Furthermore, when submitting data via an EHR, CMS does not recognize the time it takes to design templates, train personnel in data capture, complete documentation, review data submission reports and work with vendors to correct submissions, said the AAFP.

"CMS also doesn't include IT consulting fees for small groups that lack internal IT departments and fails to consider direct fees from the EHR vendors submitting on behalf of clinicians (approximately $300/physician)," the letter added.

Additional Concerns

The AAFP addressed a number of other issues related to CMS' proposed updates to the QPP. For instance, the Academy urged CMS to

  • offer a MIPS opt-in pathway for practices excluded from MIPS on the basis of the low-volume threshold exclusions in the 2018 performance year -- a concern recently addressed in a separate letter;
  • monitor MIPS participants who could intentionally avoid progressing to advanced APMs;
  • consider that not all states have expanded Medicaid eligibility, and in light of that fact, review the use of dual-eligible status as an indicator of patients' complexity as it could severely underestimate the number of "truly complex patients";
  • ensure that all specialists and subspecialists are required to meet the same MIPS program expectations as primary care physicians;
  • consolidate and simplify the QPP wherever possible;
  • remove the term "primary clinician" and replace it with "physician" or "primary care physician;" and
  • consider that requiring physicians to maintain submitted records for 10 years for auditing purposes is unreasonable. 

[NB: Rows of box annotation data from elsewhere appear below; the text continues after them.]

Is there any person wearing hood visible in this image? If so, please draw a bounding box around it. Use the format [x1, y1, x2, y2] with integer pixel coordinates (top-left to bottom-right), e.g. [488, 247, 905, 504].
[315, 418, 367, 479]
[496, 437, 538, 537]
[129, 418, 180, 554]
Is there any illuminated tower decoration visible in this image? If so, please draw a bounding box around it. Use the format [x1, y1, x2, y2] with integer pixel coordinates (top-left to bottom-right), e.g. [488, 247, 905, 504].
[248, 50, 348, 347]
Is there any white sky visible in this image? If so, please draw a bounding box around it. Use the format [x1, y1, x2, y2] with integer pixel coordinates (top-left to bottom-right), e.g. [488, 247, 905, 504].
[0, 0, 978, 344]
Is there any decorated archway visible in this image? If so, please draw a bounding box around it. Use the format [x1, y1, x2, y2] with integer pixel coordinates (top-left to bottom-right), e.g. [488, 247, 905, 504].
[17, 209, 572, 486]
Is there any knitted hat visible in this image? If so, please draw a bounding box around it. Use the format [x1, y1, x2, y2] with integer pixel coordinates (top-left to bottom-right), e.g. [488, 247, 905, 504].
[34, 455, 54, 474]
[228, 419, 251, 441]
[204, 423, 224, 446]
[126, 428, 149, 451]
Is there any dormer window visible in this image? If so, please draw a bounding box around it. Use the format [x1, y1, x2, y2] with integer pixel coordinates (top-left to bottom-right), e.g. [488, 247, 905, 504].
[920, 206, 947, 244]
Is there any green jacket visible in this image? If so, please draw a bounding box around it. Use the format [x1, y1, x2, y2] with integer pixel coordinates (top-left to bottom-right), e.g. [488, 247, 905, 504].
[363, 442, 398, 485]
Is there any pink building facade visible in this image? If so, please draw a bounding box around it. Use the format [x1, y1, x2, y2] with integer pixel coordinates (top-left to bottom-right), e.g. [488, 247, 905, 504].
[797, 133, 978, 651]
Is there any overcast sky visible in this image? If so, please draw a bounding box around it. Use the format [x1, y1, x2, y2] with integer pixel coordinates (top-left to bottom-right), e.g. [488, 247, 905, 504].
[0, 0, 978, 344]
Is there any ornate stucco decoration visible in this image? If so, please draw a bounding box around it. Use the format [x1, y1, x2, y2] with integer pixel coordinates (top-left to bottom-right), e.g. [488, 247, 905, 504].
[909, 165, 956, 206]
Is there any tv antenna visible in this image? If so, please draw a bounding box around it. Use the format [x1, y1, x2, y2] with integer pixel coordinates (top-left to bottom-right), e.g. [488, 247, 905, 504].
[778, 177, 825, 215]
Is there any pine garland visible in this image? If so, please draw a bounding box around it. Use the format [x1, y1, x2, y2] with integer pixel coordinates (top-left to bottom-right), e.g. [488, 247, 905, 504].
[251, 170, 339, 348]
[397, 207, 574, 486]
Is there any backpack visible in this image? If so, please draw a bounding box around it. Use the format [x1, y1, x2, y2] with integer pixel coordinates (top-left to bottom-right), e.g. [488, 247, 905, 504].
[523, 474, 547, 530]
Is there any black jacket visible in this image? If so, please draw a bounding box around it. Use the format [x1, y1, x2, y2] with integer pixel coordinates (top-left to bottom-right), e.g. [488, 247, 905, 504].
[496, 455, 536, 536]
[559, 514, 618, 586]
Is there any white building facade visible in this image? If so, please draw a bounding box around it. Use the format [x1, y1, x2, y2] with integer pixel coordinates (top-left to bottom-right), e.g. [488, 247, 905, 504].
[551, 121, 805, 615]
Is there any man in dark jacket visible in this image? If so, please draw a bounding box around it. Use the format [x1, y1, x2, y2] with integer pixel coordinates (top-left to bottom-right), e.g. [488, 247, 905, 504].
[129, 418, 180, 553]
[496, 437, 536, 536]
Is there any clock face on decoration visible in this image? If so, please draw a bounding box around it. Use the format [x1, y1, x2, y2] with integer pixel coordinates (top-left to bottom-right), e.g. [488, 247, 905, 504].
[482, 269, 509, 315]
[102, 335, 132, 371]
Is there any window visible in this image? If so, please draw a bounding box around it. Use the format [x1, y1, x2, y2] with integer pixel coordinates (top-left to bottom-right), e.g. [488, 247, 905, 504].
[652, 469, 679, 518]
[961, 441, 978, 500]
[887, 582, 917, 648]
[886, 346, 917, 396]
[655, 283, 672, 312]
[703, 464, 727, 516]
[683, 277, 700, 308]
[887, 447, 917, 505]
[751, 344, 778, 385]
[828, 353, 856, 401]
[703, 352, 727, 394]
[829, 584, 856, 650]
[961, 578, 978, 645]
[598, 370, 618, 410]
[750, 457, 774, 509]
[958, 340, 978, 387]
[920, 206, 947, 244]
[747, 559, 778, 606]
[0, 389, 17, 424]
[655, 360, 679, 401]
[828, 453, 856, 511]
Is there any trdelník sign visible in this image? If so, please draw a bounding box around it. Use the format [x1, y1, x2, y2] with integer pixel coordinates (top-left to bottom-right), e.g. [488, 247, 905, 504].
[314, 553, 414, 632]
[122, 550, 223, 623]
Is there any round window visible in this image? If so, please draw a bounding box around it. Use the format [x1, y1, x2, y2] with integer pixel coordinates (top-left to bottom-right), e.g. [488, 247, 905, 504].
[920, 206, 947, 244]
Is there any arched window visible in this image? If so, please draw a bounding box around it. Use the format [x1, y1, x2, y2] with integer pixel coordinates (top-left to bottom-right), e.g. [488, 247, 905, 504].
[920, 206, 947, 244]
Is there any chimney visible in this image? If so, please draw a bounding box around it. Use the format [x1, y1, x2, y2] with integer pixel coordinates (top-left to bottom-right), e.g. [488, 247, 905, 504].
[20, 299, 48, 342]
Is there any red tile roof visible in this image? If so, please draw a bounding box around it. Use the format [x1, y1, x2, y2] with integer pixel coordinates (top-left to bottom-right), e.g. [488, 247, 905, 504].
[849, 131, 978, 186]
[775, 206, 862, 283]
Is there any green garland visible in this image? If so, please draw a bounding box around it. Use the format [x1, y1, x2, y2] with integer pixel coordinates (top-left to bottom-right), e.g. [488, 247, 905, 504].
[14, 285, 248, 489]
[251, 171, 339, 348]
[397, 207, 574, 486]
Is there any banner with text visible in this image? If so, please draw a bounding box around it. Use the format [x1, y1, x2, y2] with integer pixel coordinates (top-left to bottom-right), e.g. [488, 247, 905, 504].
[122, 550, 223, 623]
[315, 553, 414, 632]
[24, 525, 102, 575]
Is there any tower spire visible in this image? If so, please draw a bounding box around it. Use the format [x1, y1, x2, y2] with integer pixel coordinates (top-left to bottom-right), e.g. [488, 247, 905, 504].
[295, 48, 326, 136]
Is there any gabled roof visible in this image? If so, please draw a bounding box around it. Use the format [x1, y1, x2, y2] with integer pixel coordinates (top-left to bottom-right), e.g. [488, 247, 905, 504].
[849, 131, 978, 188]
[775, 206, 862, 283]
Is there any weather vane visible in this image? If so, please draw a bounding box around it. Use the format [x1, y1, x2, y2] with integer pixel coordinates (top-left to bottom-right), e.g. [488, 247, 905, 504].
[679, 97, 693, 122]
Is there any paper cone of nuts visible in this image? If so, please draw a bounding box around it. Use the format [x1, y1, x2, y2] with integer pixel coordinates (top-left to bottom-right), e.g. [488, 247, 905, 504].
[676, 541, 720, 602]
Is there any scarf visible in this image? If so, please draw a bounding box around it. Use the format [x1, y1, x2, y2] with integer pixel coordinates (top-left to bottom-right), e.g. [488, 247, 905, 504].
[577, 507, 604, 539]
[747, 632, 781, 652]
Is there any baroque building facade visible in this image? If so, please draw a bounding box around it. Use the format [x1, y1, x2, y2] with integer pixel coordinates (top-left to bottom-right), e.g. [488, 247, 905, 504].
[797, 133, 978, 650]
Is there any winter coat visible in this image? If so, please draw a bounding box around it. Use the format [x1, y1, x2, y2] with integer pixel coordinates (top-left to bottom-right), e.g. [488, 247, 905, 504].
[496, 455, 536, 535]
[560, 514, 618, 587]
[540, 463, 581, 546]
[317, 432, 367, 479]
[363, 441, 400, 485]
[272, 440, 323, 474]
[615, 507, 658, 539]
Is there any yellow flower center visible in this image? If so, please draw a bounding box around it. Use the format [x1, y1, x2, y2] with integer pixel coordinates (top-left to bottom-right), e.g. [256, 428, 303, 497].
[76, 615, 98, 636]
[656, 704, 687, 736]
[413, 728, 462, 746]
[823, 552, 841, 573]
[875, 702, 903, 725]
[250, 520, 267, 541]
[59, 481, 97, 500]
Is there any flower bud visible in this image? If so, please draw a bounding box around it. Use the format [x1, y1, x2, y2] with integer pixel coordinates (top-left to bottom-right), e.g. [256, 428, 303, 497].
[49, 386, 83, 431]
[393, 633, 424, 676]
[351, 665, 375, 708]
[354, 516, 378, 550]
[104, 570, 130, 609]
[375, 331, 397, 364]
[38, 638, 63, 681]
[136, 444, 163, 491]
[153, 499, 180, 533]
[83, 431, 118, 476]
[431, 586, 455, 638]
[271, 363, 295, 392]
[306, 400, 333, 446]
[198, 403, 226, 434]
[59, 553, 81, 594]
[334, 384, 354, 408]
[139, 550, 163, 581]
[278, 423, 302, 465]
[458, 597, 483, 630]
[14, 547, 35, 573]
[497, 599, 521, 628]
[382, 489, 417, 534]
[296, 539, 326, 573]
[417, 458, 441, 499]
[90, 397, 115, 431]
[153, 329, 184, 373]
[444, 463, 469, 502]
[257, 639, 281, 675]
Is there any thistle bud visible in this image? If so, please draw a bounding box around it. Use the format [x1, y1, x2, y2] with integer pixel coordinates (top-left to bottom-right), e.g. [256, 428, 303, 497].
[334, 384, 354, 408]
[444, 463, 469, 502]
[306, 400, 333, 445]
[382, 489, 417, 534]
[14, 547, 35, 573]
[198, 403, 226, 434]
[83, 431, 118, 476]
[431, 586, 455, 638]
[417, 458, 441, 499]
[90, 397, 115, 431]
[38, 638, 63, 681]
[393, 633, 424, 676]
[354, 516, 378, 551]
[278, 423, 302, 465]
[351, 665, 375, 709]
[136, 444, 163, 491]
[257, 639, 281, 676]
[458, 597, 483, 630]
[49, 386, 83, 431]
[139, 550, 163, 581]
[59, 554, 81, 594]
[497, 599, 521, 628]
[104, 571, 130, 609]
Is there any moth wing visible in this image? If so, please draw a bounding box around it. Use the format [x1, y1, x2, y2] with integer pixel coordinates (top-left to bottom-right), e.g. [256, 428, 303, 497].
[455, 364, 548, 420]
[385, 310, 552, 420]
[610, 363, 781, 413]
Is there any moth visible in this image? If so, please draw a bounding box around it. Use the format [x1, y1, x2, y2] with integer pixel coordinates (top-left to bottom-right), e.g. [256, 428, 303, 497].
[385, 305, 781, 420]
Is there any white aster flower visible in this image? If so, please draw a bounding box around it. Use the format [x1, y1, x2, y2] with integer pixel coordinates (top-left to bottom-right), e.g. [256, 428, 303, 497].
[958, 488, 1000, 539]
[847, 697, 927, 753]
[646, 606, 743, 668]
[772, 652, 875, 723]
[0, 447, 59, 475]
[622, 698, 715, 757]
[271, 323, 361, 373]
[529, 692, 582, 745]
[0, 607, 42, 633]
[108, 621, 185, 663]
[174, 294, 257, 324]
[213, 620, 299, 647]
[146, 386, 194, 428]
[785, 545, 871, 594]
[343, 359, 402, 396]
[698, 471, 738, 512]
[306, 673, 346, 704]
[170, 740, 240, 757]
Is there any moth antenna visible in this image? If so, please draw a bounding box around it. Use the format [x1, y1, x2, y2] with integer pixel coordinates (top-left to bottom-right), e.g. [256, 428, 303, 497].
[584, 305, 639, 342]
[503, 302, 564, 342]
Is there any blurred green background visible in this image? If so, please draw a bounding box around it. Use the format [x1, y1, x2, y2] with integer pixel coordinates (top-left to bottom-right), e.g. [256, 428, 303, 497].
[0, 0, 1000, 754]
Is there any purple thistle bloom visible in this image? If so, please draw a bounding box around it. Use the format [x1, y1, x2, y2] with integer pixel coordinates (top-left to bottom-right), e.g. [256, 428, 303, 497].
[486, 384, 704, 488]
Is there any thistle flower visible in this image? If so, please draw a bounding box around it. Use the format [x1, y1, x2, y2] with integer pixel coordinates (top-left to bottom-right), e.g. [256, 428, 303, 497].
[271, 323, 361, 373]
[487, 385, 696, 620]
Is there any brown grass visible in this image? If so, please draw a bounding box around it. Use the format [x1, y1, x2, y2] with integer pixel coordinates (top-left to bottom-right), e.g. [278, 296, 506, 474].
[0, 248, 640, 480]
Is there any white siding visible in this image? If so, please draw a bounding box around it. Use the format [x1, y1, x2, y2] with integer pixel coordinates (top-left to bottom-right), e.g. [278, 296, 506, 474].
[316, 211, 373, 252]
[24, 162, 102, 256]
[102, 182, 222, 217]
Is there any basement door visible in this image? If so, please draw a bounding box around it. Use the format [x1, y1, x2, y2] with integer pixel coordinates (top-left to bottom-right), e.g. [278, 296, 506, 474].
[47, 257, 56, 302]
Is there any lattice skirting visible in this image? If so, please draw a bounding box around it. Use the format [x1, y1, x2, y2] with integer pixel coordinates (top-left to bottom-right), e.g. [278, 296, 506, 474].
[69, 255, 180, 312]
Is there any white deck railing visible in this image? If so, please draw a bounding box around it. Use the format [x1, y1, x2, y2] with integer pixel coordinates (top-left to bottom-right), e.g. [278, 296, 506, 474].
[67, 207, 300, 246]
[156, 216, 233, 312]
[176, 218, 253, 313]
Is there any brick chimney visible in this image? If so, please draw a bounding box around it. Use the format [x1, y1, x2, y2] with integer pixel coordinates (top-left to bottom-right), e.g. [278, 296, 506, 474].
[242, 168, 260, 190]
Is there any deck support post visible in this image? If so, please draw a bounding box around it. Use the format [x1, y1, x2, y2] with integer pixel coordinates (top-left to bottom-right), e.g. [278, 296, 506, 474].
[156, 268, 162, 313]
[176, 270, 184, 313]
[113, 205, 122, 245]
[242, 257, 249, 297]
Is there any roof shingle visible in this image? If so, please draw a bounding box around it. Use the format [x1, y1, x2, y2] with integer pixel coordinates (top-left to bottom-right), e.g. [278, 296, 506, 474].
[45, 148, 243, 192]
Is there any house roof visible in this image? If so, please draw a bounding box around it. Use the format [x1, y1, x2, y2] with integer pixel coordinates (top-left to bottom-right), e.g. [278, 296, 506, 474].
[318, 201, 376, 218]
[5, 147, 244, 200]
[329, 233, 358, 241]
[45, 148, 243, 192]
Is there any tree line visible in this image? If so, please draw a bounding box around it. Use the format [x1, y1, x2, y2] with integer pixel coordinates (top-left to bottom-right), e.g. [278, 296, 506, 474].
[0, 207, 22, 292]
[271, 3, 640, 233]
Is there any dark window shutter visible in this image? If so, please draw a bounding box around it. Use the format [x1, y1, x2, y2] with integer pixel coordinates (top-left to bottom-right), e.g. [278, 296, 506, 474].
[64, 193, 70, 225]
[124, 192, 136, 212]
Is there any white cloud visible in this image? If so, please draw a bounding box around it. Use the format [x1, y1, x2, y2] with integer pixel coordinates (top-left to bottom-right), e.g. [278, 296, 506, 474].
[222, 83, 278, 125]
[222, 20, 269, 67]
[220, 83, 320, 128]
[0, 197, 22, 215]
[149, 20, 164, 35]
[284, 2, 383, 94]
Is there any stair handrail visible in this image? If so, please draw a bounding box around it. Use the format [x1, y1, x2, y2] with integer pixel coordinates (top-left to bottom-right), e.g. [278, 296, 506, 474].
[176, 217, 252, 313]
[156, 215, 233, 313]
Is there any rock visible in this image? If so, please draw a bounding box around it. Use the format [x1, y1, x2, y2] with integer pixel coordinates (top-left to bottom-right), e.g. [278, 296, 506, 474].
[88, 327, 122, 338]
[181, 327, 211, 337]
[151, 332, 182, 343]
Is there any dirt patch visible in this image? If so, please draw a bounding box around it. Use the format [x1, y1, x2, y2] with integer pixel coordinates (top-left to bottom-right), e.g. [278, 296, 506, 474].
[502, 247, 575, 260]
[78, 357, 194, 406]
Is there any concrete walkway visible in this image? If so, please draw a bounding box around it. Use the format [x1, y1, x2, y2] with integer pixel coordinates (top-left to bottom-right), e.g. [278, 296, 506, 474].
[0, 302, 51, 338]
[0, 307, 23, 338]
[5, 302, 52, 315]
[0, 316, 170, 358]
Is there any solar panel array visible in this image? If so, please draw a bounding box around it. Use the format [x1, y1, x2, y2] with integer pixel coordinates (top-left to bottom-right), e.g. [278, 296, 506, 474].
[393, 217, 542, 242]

Despite its lengthy commentary to CMS, the AAFP said it was pleased overall with the proposed rule because "CMS took significant steps to improve the ability of family physicians to participate successfully in payment reforms envisioned by the bipartisan Medicare Access and CHIP Reauthorization Act (MACRA)."

The AAFP's recommendations are intended to support two of MACRA's key goals: to strengthen primary care for Medicare beneficiaries and to encourage more physicians to participate in APMs, said the AAFP.

Indeed, CMS already has considered and incorporated a number of previous AAFP recommendations.